Placebos are effective because they are the physical manifestation of a genuine belief for results. Unfortunately, telling someone to “just believe” they will get better if they take a sugar pill is as effective as telling them goblins will cure them. In ancient days there were thousands of “superstitious” placebos believed widely to do any number of things, even cure blindness. The incredible part is, it worked. Could the ritual of doctors gathering around a patient, shaking their heads, and saying, “I just don’t know what to do, doctor… well there is one hope,” be a new version of ancient rituals involving a shaman dancing around the afflicted to summon spirits? The Hmong have a long history of traditional medicine, and western scientists have actually found that integrating western medicine along with Eastern medicine has been incredibly effective in improving the health of Hmong populations. For years hospitals have been staffed with priests and chapels, and along with them reports of miracles have sprung out of nowhere.

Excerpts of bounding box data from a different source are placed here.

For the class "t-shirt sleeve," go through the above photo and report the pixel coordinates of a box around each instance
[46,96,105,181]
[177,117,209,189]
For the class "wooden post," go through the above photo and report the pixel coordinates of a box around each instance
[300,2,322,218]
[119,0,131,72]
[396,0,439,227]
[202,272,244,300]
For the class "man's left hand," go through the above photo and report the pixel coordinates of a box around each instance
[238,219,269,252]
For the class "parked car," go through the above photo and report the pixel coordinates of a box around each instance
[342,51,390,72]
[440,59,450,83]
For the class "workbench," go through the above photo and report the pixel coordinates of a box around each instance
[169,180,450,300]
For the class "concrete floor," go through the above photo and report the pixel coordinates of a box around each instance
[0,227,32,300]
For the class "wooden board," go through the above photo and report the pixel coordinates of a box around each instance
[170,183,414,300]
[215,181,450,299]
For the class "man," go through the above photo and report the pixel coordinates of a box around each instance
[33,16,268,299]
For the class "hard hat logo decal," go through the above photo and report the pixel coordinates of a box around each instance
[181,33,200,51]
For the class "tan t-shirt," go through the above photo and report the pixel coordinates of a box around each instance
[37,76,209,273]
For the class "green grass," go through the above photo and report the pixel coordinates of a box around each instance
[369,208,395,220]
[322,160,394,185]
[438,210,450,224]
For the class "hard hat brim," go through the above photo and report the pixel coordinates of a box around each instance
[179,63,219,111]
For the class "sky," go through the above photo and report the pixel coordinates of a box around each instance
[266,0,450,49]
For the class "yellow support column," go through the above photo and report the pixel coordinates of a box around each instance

Alternately, side effects are also reported just as often in placebo as they are in the natural drug. A group given a sugar pill will report all the commercialized side effects for the drug they believe they’re taking. Commercials themselves have become a terrifyingly powerful agent in controlling disease, creating new syndromes, and displaying side effects for many common drugs. It should also be noted that while swine flu is in the media, several thousand cases of “mundane” flue have exhibited symptoms of swine flu only to be subsequently downgraded back to mundane. Which brings up an interesting question. Could a disease exist entirely in our minds?

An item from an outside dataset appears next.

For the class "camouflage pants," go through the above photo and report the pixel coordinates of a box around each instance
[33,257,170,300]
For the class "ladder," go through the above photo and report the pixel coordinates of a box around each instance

Several patients suffering from hypochondria are capable of displaying symptoms that manifest a sort of physical illness. For example, a man suffering from anxiety over the possibility of contracting Swine flu could quickly manifest this as stomach upset. The stomach upset could dehydrate him causing him to have chills, have a pallid appearance, and a splitting headache. A well trained doctor could recognize the symptoms and assure him he’s simply suffering from anxiety and/or fatigue. This alone may cure him. But what would happen if the same doctor, awash in swine flu cases, diagnosed him? Is it possible to perceive more symptoms than are present? What if the doctor had been fearing mutation for weeks? “This could be it,” he says, arranging a press conference. Suddenly reports are all over the state. At what point does a disease like that become impossible to diagnose? Of course this is an extreme example, but several more mundane examples have arisen in the past, including a string of cases in Portugal in 2006 where hundreds of students reported a case of what would later be called “Morangos com Açúcar Virus.” The only problem was, the disease never existed. It was a fictional disease that had been on a popular television program the night before.

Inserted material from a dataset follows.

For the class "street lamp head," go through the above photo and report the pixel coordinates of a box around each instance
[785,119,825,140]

Is it possible that western medicine has forgotten the most basic and important factor in curing? The inner strength of the patient, and the body’s ability to call upon some unknown source within itself to focus it energy and cure itself of diseases. Or could placebo in itself eventually become its own placebo? Could taking a sugar pill become so recognized as a cure-all that many psychological illnesses are cured with a reaffirming chant of belief along with a token pill that acts as a “cure-all?” Could the hospital of the future be supplemented by mysterious ’treatment pods’ in which patients are hyped up to believe the effects of the pill they are about to take before actually being administered it? Could doctors in the future be nothing more than very convincing talkers? It may sound like something from a pulp science fiction novel, but these avenues are being seriously discussed.